Rahman ve Rahim olan Allah’ın adıyla
Resûlullah(S.a.v) Efendimiz! bir gece teheccüd ile meşgûl idi ve Kur’ân-ı kerîm okuyordu. Nusaybin cinnîlerinden yedi cinnî oraya uğradılar. Resûlullah(S.a.v) Efendimiz'in okuduğu Kur’ân-ı kerîm âyetlerini işitdiler. Bir müddet sonra Nusaybin cinnîlerinden kalabalık bir toplulukla gelip, Mekke'nin yukarısına indiler. Onlardan birisi, Resûlullah(S.a.v) Efendimiz'in huzûruna geldi. Resûlullah(S.a.v) efendimiz eshâbı (r.a.) ile oturuyordu.
Eshâb-ı kirâma (r.a.), kalbinde zerre kadar korku bulunmayan kim benimle gelir buyurdu. Abdüllah bin Mes’ûd (r.a.) ayağa kalkdı ve Resûlullahın(S.a.v) hurma nebiziyle dolu olan matarasını su dolu zan ederek aldı. Birlikde Mekke'nin yukarısına gitdiler.
Resûlullah(S.a.v) efendimiz bir çizgi çizip: Ey Abdüllah, bu çizginin içinden dışarı çıkma ve hiçbir şeyden korkma buyurdu. Abdüllah ibni Mes’ûd (r.a.) şöyle anlatmışdır:
O çizginin içinde oturdum. Uzakda bir topluluk vardı. Resûlullah(S.a.v) onlara yaklaşınca ayağa kalkdılar, hürmet gösterdiler. Resûlullah(S.a.v) sabâha kadar onların arasında kaldı. Sonra benim yanıma geldi ve çok bekledin yâ Abdüllah buyurdu. Nasıl beklemiyeyim ki yâ Resûlallah(S.a.v), Dünyâ ve âhiret se’âdeti senin emrine uymağa bağlıdır, dedim.
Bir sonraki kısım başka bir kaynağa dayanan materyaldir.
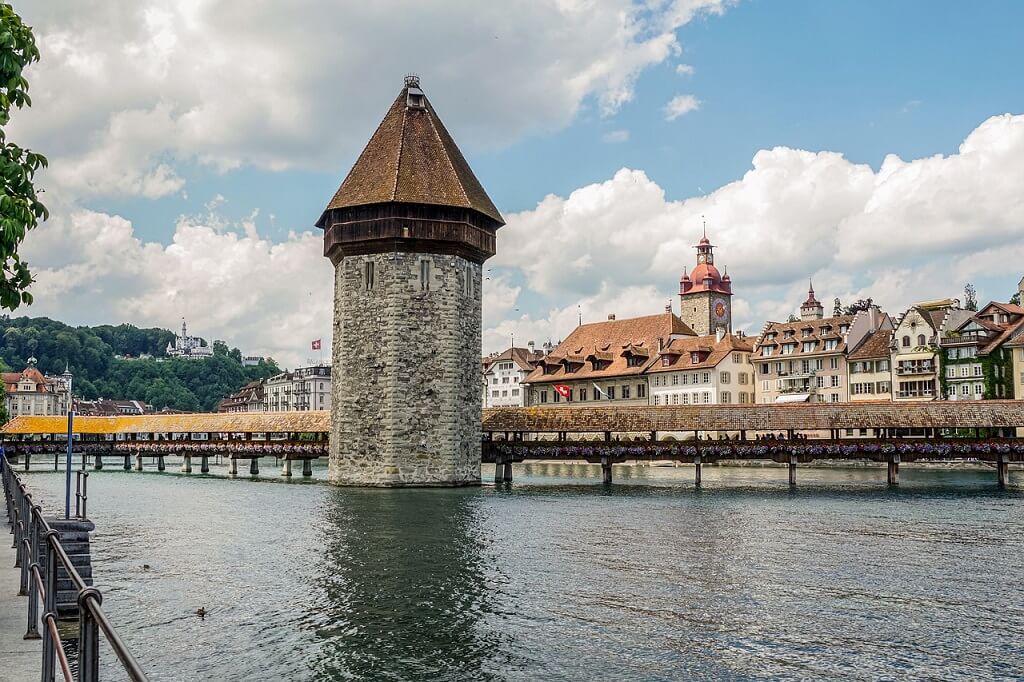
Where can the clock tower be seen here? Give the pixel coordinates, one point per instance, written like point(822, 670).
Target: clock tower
point(706, 295)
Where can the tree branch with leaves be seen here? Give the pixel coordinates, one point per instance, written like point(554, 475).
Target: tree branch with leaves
point(20, 209)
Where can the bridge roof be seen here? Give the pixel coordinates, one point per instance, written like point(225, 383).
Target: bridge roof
point(969, 414)
point(240, 422)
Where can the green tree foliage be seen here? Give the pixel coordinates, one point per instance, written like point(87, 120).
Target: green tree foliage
point(20, 210)
point(89, 352)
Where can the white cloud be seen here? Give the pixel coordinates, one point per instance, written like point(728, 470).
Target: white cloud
point(912, 230)
point(680, 105)
point(125, 89)
point(262, 297)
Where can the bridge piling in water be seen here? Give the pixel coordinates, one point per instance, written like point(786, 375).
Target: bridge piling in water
point(893, 469)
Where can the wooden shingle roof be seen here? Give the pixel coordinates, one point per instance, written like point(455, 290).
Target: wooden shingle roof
point(412, 159)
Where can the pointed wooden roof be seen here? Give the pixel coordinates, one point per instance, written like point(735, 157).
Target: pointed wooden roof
point(412, 159)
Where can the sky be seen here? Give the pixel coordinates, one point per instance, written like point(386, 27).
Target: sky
point(875, 147)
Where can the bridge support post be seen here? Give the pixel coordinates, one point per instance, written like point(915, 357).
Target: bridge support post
point(893, 467)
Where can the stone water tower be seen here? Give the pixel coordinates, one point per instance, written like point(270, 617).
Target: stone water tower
point(408, 232)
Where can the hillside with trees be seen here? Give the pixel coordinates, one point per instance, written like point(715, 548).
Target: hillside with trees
point(90, 351)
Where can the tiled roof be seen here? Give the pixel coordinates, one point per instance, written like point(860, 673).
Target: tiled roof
point(412, 159)
point(873, 345)
point(817, 335)
point(712, 352)
point(621, 338)
point(800, 417)
point(251, 422)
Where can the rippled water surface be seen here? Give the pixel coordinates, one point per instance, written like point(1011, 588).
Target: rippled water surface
point(559, 578)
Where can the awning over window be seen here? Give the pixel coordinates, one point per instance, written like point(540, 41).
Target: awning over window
point(794, 397)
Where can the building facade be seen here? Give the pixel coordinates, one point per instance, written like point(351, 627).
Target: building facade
point(30, 392)
point(914, 353)
point(604, 361)
point(504, 375)
point(704, 370)
point(408, 232)
point(706, 295)
point(303, 389)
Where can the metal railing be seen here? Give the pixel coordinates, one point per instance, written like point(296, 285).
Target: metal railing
point(40, 584)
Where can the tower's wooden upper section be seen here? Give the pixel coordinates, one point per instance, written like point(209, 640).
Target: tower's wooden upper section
point(411, 189)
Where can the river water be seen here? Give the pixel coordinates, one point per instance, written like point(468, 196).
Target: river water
point(561, 579)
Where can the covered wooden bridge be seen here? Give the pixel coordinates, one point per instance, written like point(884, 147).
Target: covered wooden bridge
point(287, 436)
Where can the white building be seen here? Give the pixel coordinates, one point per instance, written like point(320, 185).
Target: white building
point(188, 347)
point(304, 389)
point(29, 392)
point(504, 374)
point(704, 370)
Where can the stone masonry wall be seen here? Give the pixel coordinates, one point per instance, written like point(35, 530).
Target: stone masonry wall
point(698, 320)
point(406, 403)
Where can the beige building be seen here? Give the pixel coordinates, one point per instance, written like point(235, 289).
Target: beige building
point(805, 360)
point(29, 392)
point(915, 356)
point(702, 370)
point(869, 369)
point(604, 363)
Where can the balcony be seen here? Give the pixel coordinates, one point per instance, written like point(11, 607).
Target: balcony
point(908, 369)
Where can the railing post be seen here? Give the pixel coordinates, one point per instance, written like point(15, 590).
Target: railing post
point(88, 637)
point(50, 605)
point(32, 631)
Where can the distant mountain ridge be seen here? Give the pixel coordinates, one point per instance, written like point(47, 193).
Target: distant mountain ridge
point(90, 353)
Sonra o kalabalık arasından iki kişi Resûlullahın(S.a.v) yanına geldi. Resûlullah(S.a.v) onlara niçin geldiniz ki, sizin işinizi hâlletdim, buyurdu. Dediler ki, yâ Resûlallah(S.a.v)! Sabâh namâzını seninle birlikde kılmak istiyoruz, onun için geldik. Bunun üzerine Resûlullah(S.a.v) bana yanında su var mı buyurdu.
Hurma suyu vardır, dedim. Hurma güzeldir, suyu temizdir buyurdu ve onunla abdest aldı. Onlar kimlerdir diye sordum. Nusaybin cinnîleridirler. Müslüman oldular. Ba’zı ihtilâfları vardı. Hâlletdim. Kendilerine yiyecek ta’yîn edilmesini istediler. Kemikleri kendileri için, tezeği de hayvânları için yiyecek olarak bildirdim, buyurdu. Bu hâdiseden sonra kemikle ve tezek ile tahâretlenmeyi yasakladı.
"Manevi bilgidir. Peygamber efendimiz'in(S.a.v) huzurunda bulunan, cinlerinden bir tanesi nusaybin'de müslüman cinlerin lideri konumunda. halen yaşamaktadır"
Mescid-i Cin’in ilk yapımı 18 Muharrem 1112’de (5 Temmuz 1700) Mekke’ye gelen İbrâhim Ağa adlı mimar tarafından gerçekleştirilmiştir.
Mekke’nin mezarlığı Cennetü’l-muallâ’nın yakınında ve Harem-i şerif’in yaklaşık 2 km. kuzeyinde bulunan şehre hâkim bir tepenin üzerinde yer alır; gece bekçilerinin bu tepede toplanarak nöbet değiştirmelerinin âdet olması sebebiyle “Mescidü’l-hares” adıyla da bilinir.
2000 yılında tamamen yeniden yapılan Mescid-i Cin yer üstündedir ve minareli modern bir cami görünümüyle yakınındaki Cennetü’l-muallâ ile birlikte Mekke’de ziyaret edilen önemli mekânlardan biridir.
Allah CC selamı bereketi Rahmeti üzerinize olsun.